I was just quoting Le Guin elsewhere and found her Paris Review interview, as you do, and OH MY GOD SHE AND PHILIP K DICK WENT TO THE SAME HIGH SCHOOL
INTERVIEWER
What was it about Dick’s work that caught your attention?
LE GUIN
Partly it was that he and I had similar interests in certain things, such as Taoism and the I Ching—after all we were both Berkeley kids of exactly the same generation. And then, his sci-fi novels were about ordinary, unexceptional, confused people, when so much sci-fi consisted of Campbellian or militaristic heroes and faceless multitudes.
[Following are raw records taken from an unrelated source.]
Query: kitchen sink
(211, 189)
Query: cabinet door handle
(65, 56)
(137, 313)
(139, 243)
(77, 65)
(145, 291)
Mr. Tagomi, in The Man in the High Castle, was a revelation to me of what you could do with sci-fi if you really took it seriously as a novelist. Did you know we were in the same high school?
INTERVIEWER
You and Philip K. Dick? Really?
LE GUIN
Berkeley High, thirty-five hundred kids. Big, huge school. Nobody knew Phil Dick. I have not found one person from Berkeley High who knew him. He was the invisible classmate.
INTERVIEWER
That could almost be taken from one of his novels. So you didn’t know him at all?
LE GUIN
No! We got into correspondence as adults. But I never met him physically.
I AM GOING TO DIE OF DELIGHT. LE GUIN HATH SLAIN ME. FOR SOME REASON THAT MAKES ME JUST SO HAPPY.